Faster convergence rates of relaxed Peaceman-Rachford and ADMM under regularity assumptions

TL;DR

This paper analyzes the convergence rates of splitting algorithms like PRS and ADMM, showing they adapt to problem regularity and improve upon worst-case rates using simple techniques.

Contribution

It provides a comprehensive convergence rate analysis of PRS, DRS, and ADMM under various regularity assumptions, highlighting their adaptive behavior.

Findings

Relaxed PRS and ADMM adapt to problem regularity.

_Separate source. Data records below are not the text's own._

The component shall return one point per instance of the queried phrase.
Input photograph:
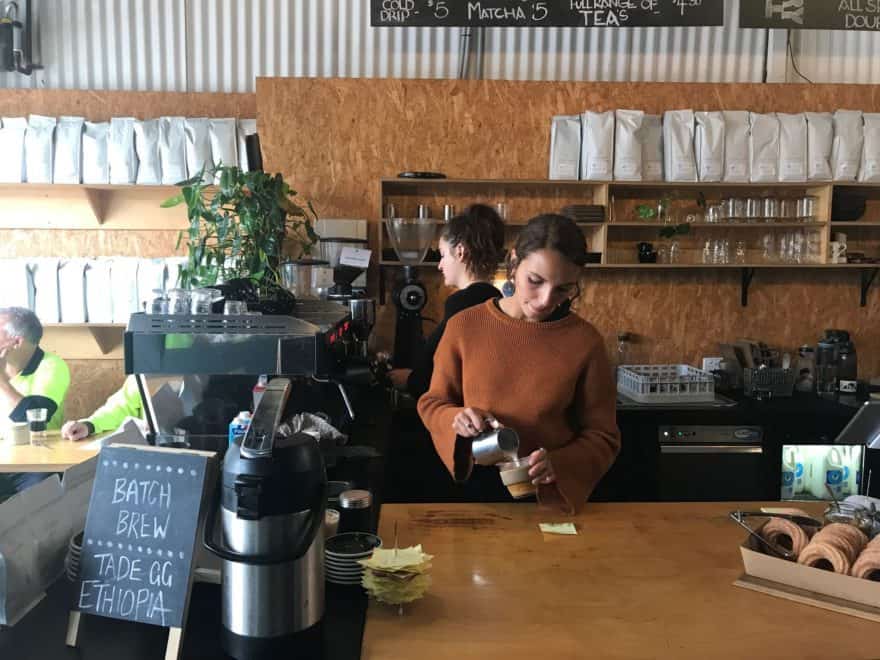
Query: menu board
(810, 14)
(140, 535)
(545, 13)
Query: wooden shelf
(87, 206)
(84, 341)
(725, 225)
(524, 196)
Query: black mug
(647, 253)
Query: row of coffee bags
(124, 150)
(730, 146)
(75, 290)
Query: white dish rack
(665, 383)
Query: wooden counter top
(639, 581)
(57, 456)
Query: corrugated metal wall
(223, 45)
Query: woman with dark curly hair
(528, 362)
(471, 246)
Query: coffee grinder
(362, 308)
(411, 238)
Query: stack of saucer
(74, 553)
(342, 553)
(584, 213)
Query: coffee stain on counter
(443, 518)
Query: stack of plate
(74, 553)
(342, 553)
(585, 213)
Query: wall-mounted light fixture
(14, 58)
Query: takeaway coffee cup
(515, 475)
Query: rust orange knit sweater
(550, 381)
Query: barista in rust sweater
(529, 363)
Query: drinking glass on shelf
(202, 299)
(768, 247)
(235, 307)
(796, 247)
(806, 208)
(783, 247)
(663, 254)
(159, 303)
(714, 214)
(707, 252)
(754, 209)
(813, 249)
(788, 210)
(178, 301)
(770, 209)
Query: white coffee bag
(846, 149)
(172, 150)
(627, 145)
(151, 276)
(736, 146)
(146, 143)
(72, 290)
(820, 136)
(763, 147)
(99, 305)
(792, 147)
(96, 162)
(197, 132)
(123, 156)
(565, 146)
(223, 142)
(68, 150)
(597, 146)
(124, 289)
(245, 127)
(651, 137)
(869, 172)
(709, 145)
(39, 148)
(678, 145)
(173, 266)
(44, 276)
(12, 165)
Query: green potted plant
(238, 228)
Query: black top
(19, 413)
(420, 379)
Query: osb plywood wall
(94, 380)
(336, 138)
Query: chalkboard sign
(810, 14)
(545, 13)
(140, 535)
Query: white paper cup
(331, 522)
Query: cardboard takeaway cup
(515, 475)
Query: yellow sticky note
(558, 528)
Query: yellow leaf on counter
(558, 528)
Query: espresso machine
(271, 496)
(272, 501)
(411, 238)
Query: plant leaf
(172, 201)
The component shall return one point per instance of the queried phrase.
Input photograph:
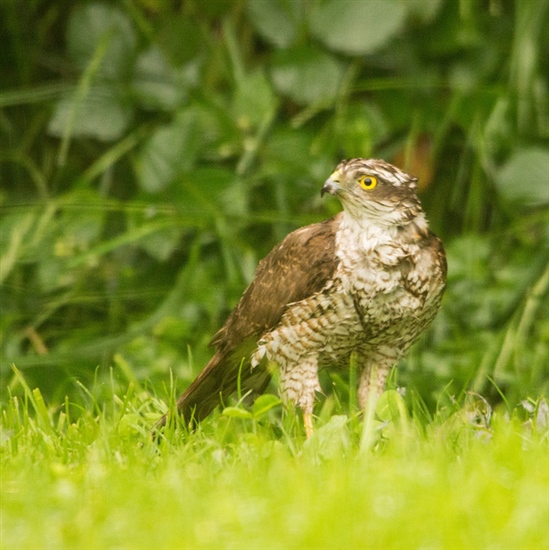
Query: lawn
(470, 477)
(152, 154)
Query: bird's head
(375, 191)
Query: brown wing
(298, 267)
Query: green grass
(467, 478)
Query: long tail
(214, 385)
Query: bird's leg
(298, 385)
(372, 382)
(308, 423)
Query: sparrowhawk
(367, 281)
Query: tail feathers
(214, 385)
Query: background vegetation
(152, 152)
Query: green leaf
(424, 10)
(357, 27)
(237, 412)
(524, 178)
(88, 25)
(180, 39)
(265, 403)
(157, 84)
(102, 115)
(276, 20)
(171, 151)
(253, 99)
(306, 75)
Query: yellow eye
(367, 182)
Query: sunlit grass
(470, 478)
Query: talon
(308, 423)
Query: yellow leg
(308, 423)
(370, 388)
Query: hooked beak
(330, 186)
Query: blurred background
(152, 152)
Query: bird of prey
(367, 281)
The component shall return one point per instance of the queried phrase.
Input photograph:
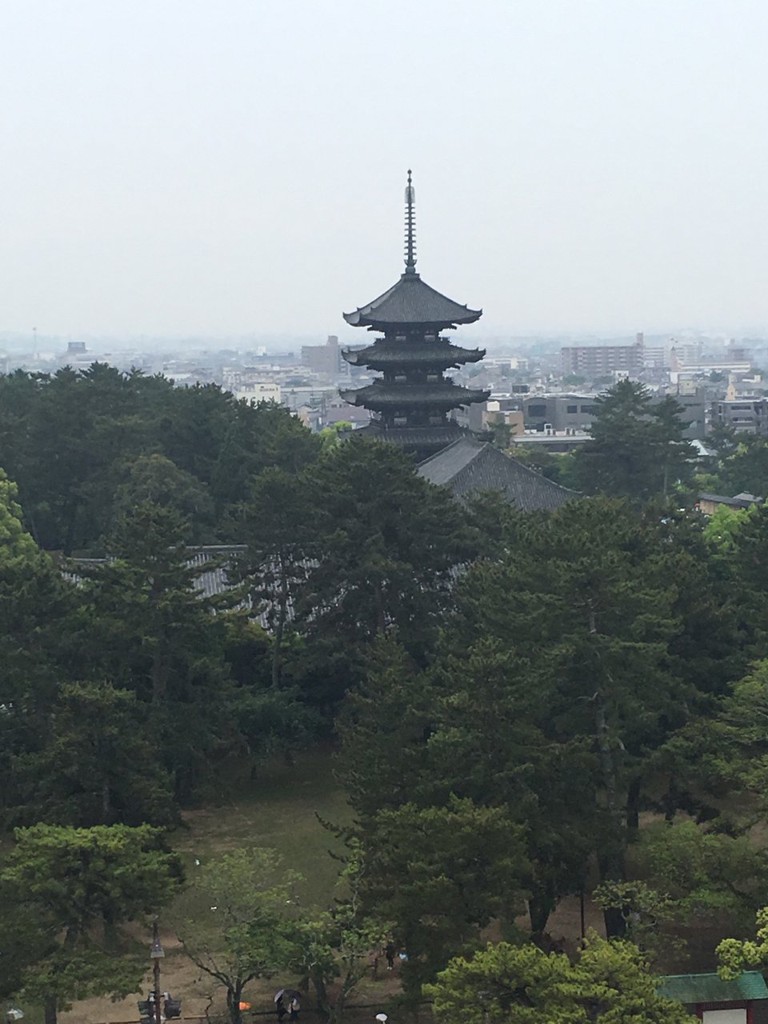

Improved convergence rates under strong convexity and Lipschitz differentiability.

Results obtained with simple analytical techniques.

Abstract

Splitting schemes are a class of powerful algorithms that solve complicated monotone inclusion and convex optimization problems that are built from many simpler pieces. They give rise to algorithms in which the simple pieces of the decomposition are processed individually. This leads to easily implementable and highly parallelizable algorithms, which often obtain nearly state-of-the-art performance. In this paper, we provide a comprehensive convergence rate analysis of the Douglas-Rachford splitting (DRS), Peaceman-Rachford splitting (PRS), and alternating direction method of multipliers (ADMM) algorithms under various regularity assumptions including strong convexity, Lipschitz differentiability, and bounded linear regularity. The main consequence of this work is that relaxed PRS and ADMM automatically adapt to the regularity of the problem and achieve convergence rates that improve upon the (tight) worst-case rates that hold in the absence of such regularity. All of the results are obtained using simple techniques.